KINGMAN - One of Kingman's most historic homes will be restored to its former glory over the next several weeks.
The Bonelli House has stood at the corner of Fifth Street and Spring Street in downtown Kingman for nearly nine and a half decades. Built by George and Effie Bonelli in 1915 after their first house was destroyed by a freak electrical fire, the Bonelli House has long served as a beautiful example of early twentieth century neocolonial architecture and a prime tourist attraction in Kingman.
But over the last several years, the home's current caretaker, Cathy Kreis, began to notice increasingly obvious signs of water damage, peeling paint and other indications that 90-plus years of exposure to the elements were beginning to seriously wear on the house.

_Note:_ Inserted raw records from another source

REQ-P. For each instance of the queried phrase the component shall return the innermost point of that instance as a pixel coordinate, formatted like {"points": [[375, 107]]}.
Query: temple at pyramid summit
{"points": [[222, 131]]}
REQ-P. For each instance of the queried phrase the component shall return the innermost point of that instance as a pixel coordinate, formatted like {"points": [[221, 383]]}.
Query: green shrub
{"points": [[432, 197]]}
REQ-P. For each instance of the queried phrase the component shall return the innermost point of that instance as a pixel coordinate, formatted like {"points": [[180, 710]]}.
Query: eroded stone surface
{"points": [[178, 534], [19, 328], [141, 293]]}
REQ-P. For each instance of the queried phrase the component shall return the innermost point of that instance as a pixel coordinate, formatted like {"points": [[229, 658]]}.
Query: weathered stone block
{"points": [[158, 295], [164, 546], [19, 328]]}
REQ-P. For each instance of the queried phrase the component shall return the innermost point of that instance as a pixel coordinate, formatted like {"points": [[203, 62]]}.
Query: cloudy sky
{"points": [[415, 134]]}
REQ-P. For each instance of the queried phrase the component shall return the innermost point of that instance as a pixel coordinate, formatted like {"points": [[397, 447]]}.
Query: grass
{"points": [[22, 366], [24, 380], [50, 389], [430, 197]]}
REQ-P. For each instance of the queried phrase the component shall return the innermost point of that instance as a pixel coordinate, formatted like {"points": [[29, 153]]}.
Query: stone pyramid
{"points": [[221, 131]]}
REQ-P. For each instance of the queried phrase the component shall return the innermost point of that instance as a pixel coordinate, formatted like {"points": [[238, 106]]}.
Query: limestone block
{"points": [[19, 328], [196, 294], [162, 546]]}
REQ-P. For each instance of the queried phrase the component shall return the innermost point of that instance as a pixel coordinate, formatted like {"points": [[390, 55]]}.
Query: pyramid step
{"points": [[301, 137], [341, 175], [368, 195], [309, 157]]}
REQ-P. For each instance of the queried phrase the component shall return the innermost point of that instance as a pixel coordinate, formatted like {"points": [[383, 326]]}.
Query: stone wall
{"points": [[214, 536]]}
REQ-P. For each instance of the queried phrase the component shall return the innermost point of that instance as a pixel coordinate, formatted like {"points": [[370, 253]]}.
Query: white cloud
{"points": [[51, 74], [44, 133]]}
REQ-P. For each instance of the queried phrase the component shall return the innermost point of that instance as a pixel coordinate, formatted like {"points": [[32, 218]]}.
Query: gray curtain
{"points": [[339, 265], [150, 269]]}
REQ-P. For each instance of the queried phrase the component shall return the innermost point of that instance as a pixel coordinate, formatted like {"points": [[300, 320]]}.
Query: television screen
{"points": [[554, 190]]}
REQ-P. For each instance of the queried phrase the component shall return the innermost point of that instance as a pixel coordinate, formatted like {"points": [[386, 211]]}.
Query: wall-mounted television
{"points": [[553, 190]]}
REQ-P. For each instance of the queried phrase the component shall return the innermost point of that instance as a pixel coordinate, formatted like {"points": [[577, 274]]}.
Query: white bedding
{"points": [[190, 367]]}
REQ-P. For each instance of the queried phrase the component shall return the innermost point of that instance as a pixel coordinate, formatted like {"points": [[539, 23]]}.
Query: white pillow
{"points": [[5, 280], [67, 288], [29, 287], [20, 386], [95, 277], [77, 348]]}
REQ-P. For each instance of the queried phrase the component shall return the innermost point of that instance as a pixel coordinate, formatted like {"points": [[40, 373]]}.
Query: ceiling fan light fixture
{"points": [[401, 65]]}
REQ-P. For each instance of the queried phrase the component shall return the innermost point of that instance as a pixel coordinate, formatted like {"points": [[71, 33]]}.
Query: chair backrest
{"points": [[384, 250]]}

"I'm here all the time, and I see this house getting worse and worse," Kreis said. "There was water damage upstairs that I was really concerned with - that was my first clue that we were going to be having problems."
While the city of Kingman has owned the Bonelli House since the 1970s, the Mohave County Historical Society actually administers the home. But Kreis noted that, with the economy in shambles, neither entity had the funds to conduct any serious repairs.
As a last resort, in the fall of 2008, Kreis decided to reach out to the Bonelli family itself, submitting a list of all the problems she'd noticed. To her surprise, she got a phone call back from Mrs. Benjamin Bonelli, asking how a monetary donation might be used to renovate the aging structure. Satisfied with the Kreis's answer, the donation was made toward the end of 2008, and months later, Glen Conley of Sanderson's Painting paid a visit to the house to survey the damage. "I talked to Sherwin Williams, whom I deal a lot with, and a couple of local contractors - Lonnie Henderson from Lonnie's Lath & Plaster and Mark Dryden of First Class Finish, and we had these guys come over and take a look," Conley said.
But rather than simply address Kreis's list, Conley and company took it upon themselves to go over the entire house, using their contractor's eyes to spot problems even Kreis hadn't noticed, such as the shoddy patchwork repainting that had been done decades earlier as well as the sections of wooden beams that had been replaced, but failed to match the original style of the home. "There's a lot of patchwork that's been done on this place," Conley said.
The contractors estimated that the total cost of labor and materials to properly repair the house would run about $17,000 - far more than even the generous donation made by the Bonelli family. But Conley and company, recognizing the historic significance of the house, decided to go ahead and do the job anyway. "All the contractors have donated to make this happen," he said. "We've donated a lot of our labor, plus materials to get this done."
They've also donated the years of expertise necessary to restore the home to its original condition, which will require the contractors to combine old-school painting and staining techniques with long-lasting modern day materials.
"We still want to maintain the look of the house by applicating with brush, without any spray equipment," Conley said. "Restoration is really what we're trying to do - bring it back to the way it originally was, but using the proper products to maintain it to last another 90 years, hopefully."
The restoration contract includes a two-year minor maintenance clause, so after the work is finished in about a month, Conley will make routine visits back to the house to check for new cracks or other problems.
That enthusiasm hasn't been lost on Kreis, who said she can see how Conley's eyes light up when he talks about the project. "He's as excited about this as I am about him doing it," she said. "You can imagine how thrilled I am this is going to get taken care of."
The restoration also earned praise from Mayor John Salem, who paid a visit to the Bonelli House Wednesday morning to meet Conley and company in person.
"I'm just really pleased to see local contractor Sanderson Painting got this, and because it was funded almost entirely by donations, it really shows the community support for the Bonelli House," Salem said. "I'm really proud of this place, and I can't wait to see it when it's finished."